The frosting should be stored in an airtight container in the refrigerator for up to 3-4 days. It’s common for cream cheese frosting to firm up considerably in the fridge, so you might want to let it sit at room temperature for about 20-30 minutes before spreading it on your cake for easier application.

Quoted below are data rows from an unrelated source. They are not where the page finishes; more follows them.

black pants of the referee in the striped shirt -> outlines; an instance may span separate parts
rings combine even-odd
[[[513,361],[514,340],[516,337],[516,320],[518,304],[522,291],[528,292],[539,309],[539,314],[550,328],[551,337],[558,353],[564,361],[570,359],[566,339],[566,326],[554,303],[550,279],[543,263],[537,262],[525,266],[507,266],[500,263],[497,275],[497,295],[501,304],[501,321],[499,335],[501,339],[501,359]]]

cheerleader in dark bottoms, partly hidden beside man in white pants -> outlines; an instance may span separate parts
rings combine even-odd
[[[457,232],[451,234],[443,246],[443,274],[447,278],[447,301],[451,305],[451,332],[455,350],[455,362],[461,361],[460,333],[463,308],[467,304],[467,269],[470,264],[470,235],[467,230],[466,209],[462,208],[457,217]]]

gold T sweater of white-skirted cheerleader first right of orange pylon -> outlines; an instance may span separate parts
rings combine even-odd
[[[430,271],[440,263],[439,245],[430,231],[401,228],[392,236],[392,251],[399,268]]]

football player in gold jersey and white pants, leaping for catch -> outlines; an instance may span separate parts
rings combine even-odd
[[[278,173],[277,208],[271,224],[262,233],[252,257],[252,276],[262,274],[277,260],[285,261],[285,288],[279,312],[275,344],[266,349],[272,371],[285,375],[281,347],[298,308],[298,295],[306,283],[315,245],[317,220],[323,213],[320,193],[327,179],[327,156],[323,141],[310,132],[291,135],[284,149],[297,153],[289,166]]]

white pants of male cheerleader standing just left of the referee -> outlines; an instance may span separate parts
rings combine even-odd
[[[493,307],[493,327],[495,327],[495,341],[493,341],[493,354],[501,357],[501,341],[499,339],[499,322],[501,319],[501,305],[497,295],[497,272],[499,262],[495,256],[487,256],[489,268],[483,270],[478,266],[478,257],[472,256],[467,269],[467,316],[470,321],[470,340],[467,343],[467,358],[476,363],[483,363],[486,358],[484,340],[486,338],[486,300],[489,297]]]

Blueberry Lemon Cake with Cream Cheese Frosting
A moist and flavorful blueberry cake with a bright and tangy lemon cream cheese frosting. Perfect for any occasion.
Ingredients
-
170g unsalted butter, softened
-
400g white sugar
-
3 large eggs, room temperature
-
342g cake flour
-
8g baking powder
-
3g baking soda
-
3g salt
-
227g sour cream
-
181g pureed and reduced blueberries (cooked with 60ml water until thickened)
-
54g vegetable oil
-
Optional: pink coloring gel
-
66g whole blueberries
-
339g unsalted butter, slightly softened
-
226g cream cheese, softened
-
57g lemon juice
Instructions
-
Step 1
Preheat oven to 175°C (350°F). Whisk together cake flour, baking powder, baking soda, and salt in a medium bowl. Set aside. Ensure butter and eggs are at room temperature. -
Step 2
In a stand mixer, cream 170g butter and 400g sugar until light and fluffy. Add eggs one at a time, beating well after each. Gradually add 54g vegetable oil on low speed. Mix in 227g sour cream and 181g pureed blueberries. Add optional pink coloring gel if desired. Mix until just combined. -
Step 3
Gradually add the dry ingredients to the wet ingredients in three additions, alternating with the pureed blueberry mixture. Begin and end with dry ingredients. Mix on low speed until just combined. Do not overmix. -
Step 4
Gently fold in 66g whole blueberries with a rubber spatula. Pour batter evenly into two greased and floured 20cm (8-inch) round cake pans. Bake for 30-35 minutes, or until a skewer comes out clean. Cool in pans for 10-15 minutes, then invert onto a wire rack to cool completely. -
Step 5
While cakes cool, prepare frosting. Beat 339g softened butter until creamy. Add 226g softened cream cheese and beat until smooth. Gradually beat in 57g lemon juice until light, fluffy, and spreadable. Adjust lemon juice to taste.
Important Information
Nutrition Facts (Per Serving)
It is important to consider this information as approximate and not to use it as definitive health advice.
Allergy Information
Please check ingredients for potential allergens and consult a health professional if in doubt.